INFO:google.cloud.pubsub_v1.subscriber._protocol.streaming_pull_manager:Observed recoverable stream error 504 Deadline Exceeded

Every ten minutes after that it re-establishes the stream then immediately gets the 504 error without pulling any more messages from the subscription. Any ideas?

All 16 comments

Thanks, @shomratalon! Can you provide me a bit more information?

  1. What does your callback do?
  2. How many messages per second are you processing?
  3. How are you authenticating?
  4. What are your flow-control settings?

Okay, I think I may have identified one potential cause of this issue.
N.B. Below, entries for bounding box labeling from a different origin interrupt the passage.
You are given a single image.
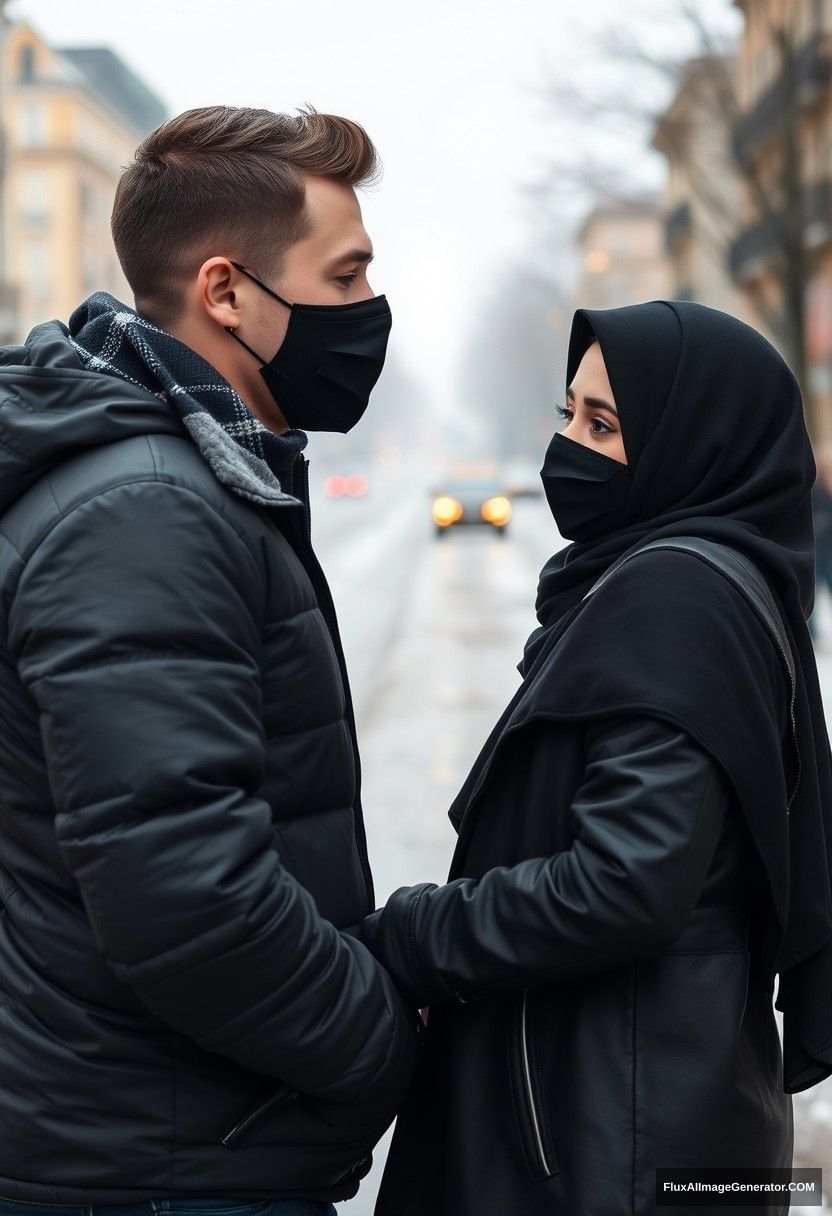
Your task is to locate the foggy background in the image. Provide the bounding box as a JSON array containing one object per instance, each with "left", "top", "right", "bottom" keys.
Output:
[{"left": 0, "top": 0, "right": 832, "bottom": 1216}]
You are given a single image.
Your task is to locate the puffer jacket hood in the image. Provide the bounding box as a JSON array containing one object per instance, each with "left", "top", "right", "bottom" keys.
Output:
[
  {"left": 0, "top": 321, "right": 187, "bottom": 512},
  {"left": 0, "top": 310, "right": 421, "bottom": 1205}
]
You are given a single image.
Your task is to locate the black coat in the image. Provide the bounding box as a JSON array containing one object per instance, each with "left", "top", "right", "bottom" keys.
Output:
[
  {"left": 0, "top": 322, "right": 417, "bottom": 1203},
  {"left": 359, "top": 554, "right": 793, "bottom": 1216}
]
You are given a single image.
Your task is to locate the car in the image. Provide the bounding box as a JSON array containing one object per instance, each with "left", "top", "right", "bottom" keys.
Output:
[{"left": 432, "top": 474, "right": 511, "bottom": 536}]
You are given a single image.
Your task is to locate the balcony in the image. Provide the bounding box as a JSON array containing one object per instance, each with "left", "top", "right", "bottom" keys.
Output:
[
  {"left": 664, "top": 199, "right": 693, "bottom": 257},
  {"left": 729, "top": 178, "right": 832, "bottom": 282},
  {"left": 733, "top": 33, "right": 832, "bottom": 161}
]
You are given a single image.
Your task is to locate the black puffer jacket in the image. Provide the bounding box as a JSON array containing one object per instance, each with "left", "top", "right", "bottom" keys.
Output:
[{"left": 0, "top": 322, "right": 417, "bottom": 1203}]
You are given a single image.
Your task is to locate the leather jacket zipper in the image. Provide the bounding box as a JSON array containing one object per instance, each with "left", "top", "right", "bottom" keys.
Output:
[
  {"left": 521, "top": 989, "right": 552, "bottom": 1177},
  {"left": 506, "top": 989, "right": 558, "bottom": 1182}
]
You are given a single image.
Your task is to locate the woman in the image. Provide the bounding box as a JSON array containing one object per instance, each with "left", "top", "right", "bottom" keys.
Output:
[{"left": 350, "top": 302, "right": 832, "bottom": 1216}]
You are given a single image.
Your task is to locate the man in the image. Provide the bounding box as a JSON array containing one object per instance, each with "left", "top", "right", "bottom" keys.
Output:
[{"left": 0, "top": 107, "right": 418, "bottom": 1216}]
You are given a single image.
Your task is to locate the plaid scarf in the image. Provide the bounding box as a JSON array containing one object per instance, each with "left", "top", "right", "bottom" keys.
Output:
[{"left": 69, "top": 292, "right": 308, "bottom": 506}]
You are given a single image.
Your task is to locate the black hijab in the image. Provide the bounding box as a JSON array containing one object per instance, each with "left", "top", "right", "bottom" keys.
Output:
[{"left": 510, "top": 300, "right": 832, "bottom": 1092}]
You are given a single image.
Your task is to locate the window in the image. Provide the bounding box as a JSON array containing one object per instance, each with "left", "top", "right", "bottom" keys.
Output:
[
  {"left": 17, "top": 43, "right": 36, "bottom": 83},
  {"left": 23, "top": 238, "right": 51, "bottom": 303},
  {"left": 21, "top": 169, "right": 49, "bottom": 224},
  {"left": 21, "top": 101, "right": 46, "bottom": 147}
]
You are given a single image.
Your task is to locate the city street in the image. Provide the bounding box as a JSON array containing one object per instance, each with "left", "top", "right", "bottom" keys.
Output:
[{"left": 310, "top": 458, "right": 832, "bottom": 1216}]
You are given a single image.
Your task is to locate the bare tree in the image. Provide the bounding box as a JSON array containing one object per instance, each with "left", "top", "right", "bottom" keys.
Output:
[{"left": 538, "top": 2, "right": 832, "bottom": 432}]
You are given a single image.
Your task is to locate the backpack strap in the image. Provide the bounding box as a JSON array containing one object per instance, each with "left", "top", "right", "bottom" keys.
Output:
[{"left": 583, "top": 536, "right": 800, "bottom": 815}]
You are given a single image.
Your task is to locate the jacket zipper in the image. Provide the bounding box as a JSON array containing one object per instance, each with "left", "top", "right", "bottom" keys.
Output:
[
  {"left": 220, "top": 1086, "right": 298, "bottom": 1148},
  {"left": 521, "top": 989, "right": 552, "bottom": 1178},
  {"left": 289, "top": 455, "right": 376, "bottom": 908},
  {"left": 775, "top": 637, "right": 803, "bottom": 816}
]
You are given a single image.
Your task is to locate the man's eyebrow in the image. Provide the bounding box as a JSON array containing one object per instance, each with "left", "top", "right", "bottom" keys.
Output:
[
  {"left": 328, "top": 249, "right": 375, "bottom": 270},
  {"left": 567, "top": 388, "right": 618, "bottom": 417}
]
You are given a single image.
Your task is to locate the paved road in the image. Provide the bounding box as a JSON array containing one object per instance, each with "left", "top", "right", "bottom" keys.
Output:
[{"left": 310, "top": 465, "right": 832, "bottom": 1216}]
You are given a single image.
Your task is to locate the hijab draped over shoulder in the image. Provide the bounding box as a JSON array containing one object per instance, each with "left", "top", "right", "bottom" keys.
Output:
[{"left": 519, "top": 300, "right": 832, "bottom": 1092}]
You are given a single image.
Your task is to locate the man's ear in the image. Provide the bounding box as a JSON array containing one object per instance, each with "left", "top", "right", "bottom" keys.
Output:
[{"left": 196, "top": 258, "right": 240, "bottom": 330}]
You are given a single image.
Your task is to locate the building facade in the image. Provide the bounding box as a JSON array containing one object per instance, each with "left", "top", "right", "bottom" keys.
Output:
[
  {"left": 575, "top": 197, "right": 669, "bottom": 308},
  {"left": 652, "top": 56, "right": 754, "bottom": 320},
  {"left": 730, "top": 0, "right": 832, "bottom": 441},
  {"left": 1, "top": 23, "right": 167, "bottom": 340}
]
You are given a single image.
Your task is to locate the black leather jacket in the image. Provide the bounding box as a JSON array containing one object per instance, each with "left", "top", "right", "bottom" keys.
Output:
[{"left": 360, "top": 716, "right": 792, "bottom": 1216}]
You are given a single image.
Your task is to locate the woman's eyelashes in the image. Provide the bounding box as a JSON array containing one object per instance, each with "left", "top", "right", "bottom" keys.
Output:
[{"left": 555, "top": 405, "right": 615, "bottom": 435}]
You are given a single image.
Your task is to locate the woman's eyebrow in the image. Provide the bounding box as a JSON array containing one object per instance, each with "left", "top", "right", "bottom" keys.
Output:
[{"left": 567, "top": 388, "right": 618, "bottom": 417}]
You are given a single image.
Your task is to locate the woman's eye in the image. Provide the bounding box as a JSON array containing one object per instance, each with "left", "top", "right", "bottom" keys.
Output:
[{"left": 555, "top": 405, "right": 615, "bottom": 435}]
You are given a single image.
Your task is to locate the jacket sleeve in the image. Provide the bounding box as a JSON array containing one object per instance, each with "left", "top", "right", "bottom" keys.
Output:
[
  {"left": 10, "top": 480, "right": 417, "bottom": 1118},
  {"left": 360, "top": 716, "right": 725, "bottom": 1006}
]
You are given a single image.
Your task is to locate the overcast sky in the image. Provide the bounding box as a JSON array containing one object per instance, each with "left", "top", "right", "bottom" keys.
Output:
[{"left": 9, "top": 0, "right": 730, "bottom": 413}]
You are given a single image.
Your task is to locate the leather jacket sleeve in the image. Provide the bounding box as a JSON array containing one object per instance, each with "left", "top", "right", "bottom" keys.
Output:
[
  {"left": 360, "top": 716, "right": 725, "bottom": 1006},
  {"left": 10, "top": 480, "right": 418, "bottom": 1118}
]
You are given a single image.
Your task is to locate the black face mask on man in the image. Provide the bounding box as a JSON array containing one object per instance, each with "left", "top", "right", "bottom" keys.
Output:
[
  {"left": 226, "top": 261, "right": 393, "bottom": 434},
  {"left": 540, "top": 430, "right": 630, "bottom": 541}
]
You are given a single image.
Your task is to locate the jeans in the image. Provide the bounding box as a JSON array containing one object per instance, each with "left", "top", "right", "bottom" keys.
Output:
[{"left": 0, "top": 1195, "right": 337, "bottom": 1216}]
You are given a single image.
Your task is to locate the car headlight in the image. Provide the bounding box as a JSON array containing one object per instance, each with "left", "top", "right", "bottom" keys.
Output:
[
  {"left": 480, "top": 495, "right": 511, "bottom": 527},
  {"left": 433, "top": 495, "right": 462, "bottom": 528}
]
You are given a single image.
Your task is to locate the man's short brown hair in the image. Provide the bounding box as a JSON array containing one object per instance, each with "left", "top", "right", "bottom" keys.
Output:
[{"left": 112, "top": 106, "right": 378, "bottom": 325}]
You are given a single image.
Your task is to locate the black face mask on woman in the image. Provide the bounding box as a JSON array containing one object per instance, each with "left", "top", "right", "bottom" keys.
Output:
[
  {"left": 540, "top": 430, "right": 630, "bottom": 541},
  {"left": 226, "top": 261, "right": 393, "bottom": 434}
]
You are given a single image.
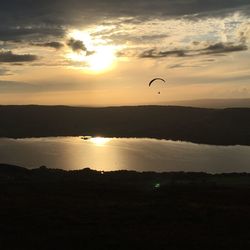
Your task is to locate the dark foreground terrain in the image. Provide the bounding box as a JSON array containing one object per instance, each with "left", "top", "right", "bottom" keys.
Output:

I've yet to be able to reproduce this so if y'all could try this out and let me know that would be really awesome.

You can install the dev version by either:

pip install --upgrade http://temp.theadora.io/google_cloud_pubsub-0.35.3-py2.py3-none-any.whl

or

git clone https://github.com/GoogleCloudPlatform/google-cloud-python.git
cd google-cloud-python
git checkout pubsub-lock-active
pip install --upgrade .

I would highly recommend doing this in a fresh virtualenv.

I reproduced the bug

DEBUG | 19:16:04 | google.cloud.pubsub_v1.subscriber._protocol.bidi | waiting for recv.
DEBUG | 19:16:04 | google.cloud.pubsub_v1.subscriber._protocol.dispatcher | Handling 14 batched requests
DEBUG | 19:16:04 | google.cloud.pubsub_v1.subscriber._protocol.bidi | recved response.
DEBUG | 19:16:04 | google.cloud.pubsub_v1.subscriber._protocol.streaming_pull_manager | Scheduling callbacks for 2 messages.
INFO | 19:16:04 | google.cloud.pubsub_v1.subscriber._protocol.streaming_pull_manager | Observed recoverable stream error 504 Deadline Exceeded
DEBUG | 19:16:05 | google.cloud.pubsub_v1.subscriber._protocol.streaming_pull_manager | Sent request(s) over unary RPC.
DEBUG | 19:16:05 | google.cloud.pubsub_v1.subscriber._protocol.streaming_pull_manager | Sent request(s) over unary RPC.
ERROR | 19:16:05 | google.cloud.pubsub_v1.subscriber._protocol.bidi | The bidirectional RPC unexpectedly exited. <google.api_core.grpc_helpers._StreamingResponseIterator object at 0x7fd536b71908>
INFO | 19:16:05 | google.cloud.pubsub_v1.subscriber._protocol.bidi | Thread-ConsumeBidirectionalStream exiting
DEBUG | 19:16:05 | google.cloud.pubsub_v1.subscriber._protocol.bidi | Empty queue and inactive call, exiting request generator.
INFO | 19:16:06 | google.cloud.pubsub_v1.subscriber._protocol.heartbeater | Thread-Heartbeater exiting.
INFO | 19:16:08 | google.cloud.pubsub_v1.subscriber._protocol.leaser | Thread-LeaseMaintainer exiting.

and then it was hanging.

I made sure the @property you added is being reached... :(

Try it once more the the latest copy of that branch/file. I had to switch a Lock with an RLock.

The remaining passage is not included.